I would get done with work and it was time to make dinner. While preparing dinner, I enjoyed a glass of wine. And another glass with dinner. And sometimes another glass after dinner. When I was cutting back on my drinking, I found myself wanting to pour that first glass of wine each time I was preparing dinner. It was like my body was on autopilot and, making dinner without the wine seemed so odd. Foreign. It felt strange. Like something was missing. I had some craving for the wine that came and went. But the experience of cooking seemed different and incomplete without the wine.  I had developed a conditioned response to cooking dinner.

A conditioned response is a learned behavior to a previously neutral stimulus.

The activity of making dinner in my kitchen was the neutral stimulus that would signal my brain it was time to drink.  I repeated this behavior for months on end so my brain adapted to expect this behavior.  Like Pavlov’s dogs who learned to expect food and salivate when the bell rang, I was conditioned to expect wine as I prepared dinner.  It became a habit without question.  It was just what I did.

A conditioned response is a learned behavior to a previously neutral stimulus.

A conditioned response stores information about the environmental cues associated with the behavior.  Therefore, making dinner was my cue to start drinking.  These cues trigger the urge for alcohol.
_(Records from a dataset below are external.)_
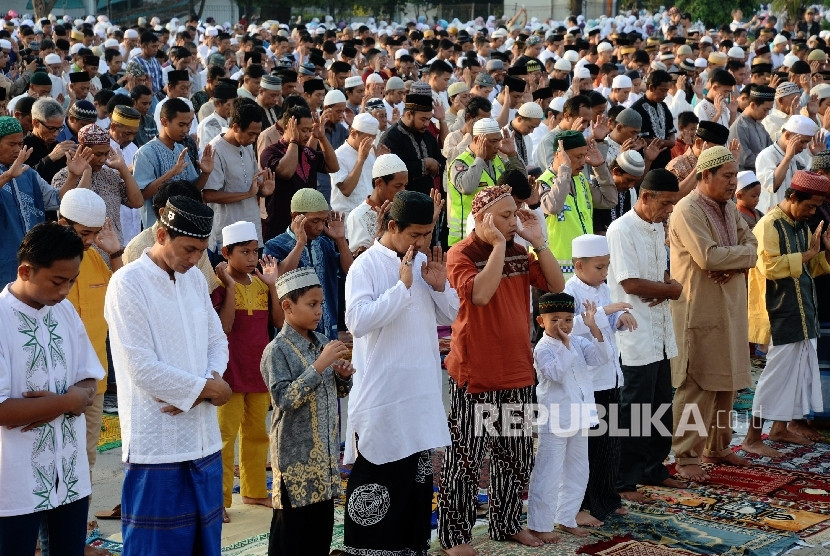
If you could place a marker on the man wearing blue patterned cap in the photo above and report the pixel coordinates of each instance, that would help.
(24, 196)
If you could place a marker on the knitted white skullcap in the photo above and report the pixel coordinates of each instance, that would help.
(388, 164)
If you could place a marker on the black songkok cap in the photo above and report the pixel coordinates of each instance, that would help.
(516, 85)
(412, 207)
(556, 303)
(661, 180)
(712, 132)
(188, 217)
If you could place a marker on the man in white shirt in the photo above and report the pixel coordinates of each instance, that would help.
(395, 297)
(169, 351)
(352, 183)
(638, 275)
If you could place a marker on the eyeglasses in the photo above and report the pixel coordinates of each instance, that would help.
(50, 128)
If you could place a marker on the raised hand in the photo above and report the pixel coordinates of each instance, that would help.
(298, 227)
(106, 238)
(488, 232)
(434, 271)
(17, 168)
(206, 164)
(270, 271)
(437, 203)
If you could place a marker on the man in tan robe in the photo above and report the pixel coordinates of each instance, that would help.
(711, 246)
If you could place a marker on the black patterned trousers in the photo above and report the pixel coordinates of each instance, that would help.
(511, 462)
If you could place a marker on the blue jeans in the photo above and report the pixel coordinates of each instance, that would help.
(64, 527)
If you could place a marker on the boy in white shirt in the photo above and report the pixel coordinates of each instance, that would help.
(591, 259)
(565, 388)
(48, 374)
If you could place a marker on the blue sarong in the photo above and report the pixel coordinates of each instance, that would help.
(172, 508)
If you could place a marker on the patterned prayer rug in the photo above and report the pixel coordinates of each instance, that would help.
(110, 433)
(681, 530)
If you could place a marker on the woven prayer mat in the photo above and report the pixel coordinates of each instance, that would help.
(626, 546)
(110, 433)
(683, 531)
(722, 505)
(756, 479)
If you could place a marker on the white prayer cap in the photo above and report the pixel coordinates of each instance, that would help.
(388, 164)
(485, 126)
(822, 90)
(238, 232)
(335, 96)
(736, 52)
(353, 81)
(746, 178)
(531, 110)
(801, 125)
(621, 82)
(562, 65)
(789, 60)
(84, 206)
(589, 245)
(395, 83)
(631, 162)
(365, 123)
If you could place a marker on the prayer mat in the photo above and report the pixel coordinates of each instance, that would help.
(683, 531)
(727, 506)
(626, 546)
(750, 479)
(110, 433)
Just as the brain was conditioned to respond in this way, it can de-conditioned from the behavior.  Same as was witnessed with Pavlov’s dogs. When the bell rang and no food came, the dogs were eventually no longer salivating and expecting food.  The conditioned response gradually diminishes and even disappears.  We can train the brain that we are cutting back on our drinking.  And the brain will adapt to the new norm.